By Leroy Douresseaux
Oct 27, 2008 - 12:48
|The cover image for Fairy Cube 3 is courtesy of barnesandnoble.com.|
Rated “T+” for “Older Teen”
He remembers his late mother as having green hair and red eyes, so Ian Hasumi wonders if he is a fairy, since he can also see spirits. Ian’s father, noted novelist Kazumi Hasumi, tells his son that he sees spirits because he has an active imagination. After the lizard-spirit, Tokage, takes over his body, Ian suddenly becomes an actual spirit. With the help of his friend, Rin Ishinagi, a teen girl Ian has known since they were children and who also believes in spirits, Ian must stop a conspiracy by the fairy world against humanity.

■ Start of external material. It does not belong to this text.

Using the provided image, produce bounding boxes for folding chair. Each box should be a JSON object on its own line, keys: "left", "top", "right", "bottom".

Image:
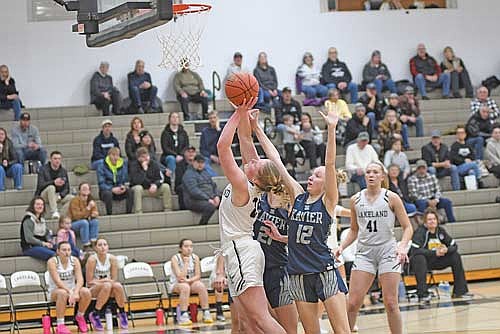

In Fairy Cube, Vol. 3, the final volume of the series, Balor, the ancient fairy god, fully emerges from the shadows, as the spell that will free him to come into the human world is nearly complete. Balor reveals his massive conspiracy to merge the fairy world with the human world and to punish humanity for its alleged crime against fairies. Rin may be part of that spell, and the long-hidden connection between Ian and Tokage also comes to light.
[This volume also includes the novella, Psycho Knocker by Kaori Yuki.]
THE LOWDOWN: As creator Kaori Yuki’s (Godchild) dense dark fantasy/horror, drama, Fairy Cube, comes to end, I lament what could have been. After a promising start, Fairy Cube was somewhat hampered by Yuki cramming too many characters and subplots into a short series. Three volumes worth of manga is certainly a lot of pages for many narratives, but Kaori Yuki created an epic full of rich darkness that needed to breath over many volumes and seemed painfully squeezed in a short series.
The length of the series doesn’t take away from the gorgeous art of Kaori (and her staff) with its jewel like effects and layered tones. The panels are filled with beautiful characters, environments, things, and shapes. I could stare at this all day. It’s an inimitable vision of Faerie, one that can almost make you believe that it looks unusual enough to be a representation of a real place.
POSSIBLE AUDIENCE: Fans of Kaori Yuki’s other work and fans of dark Faerie will like Fairy Cube.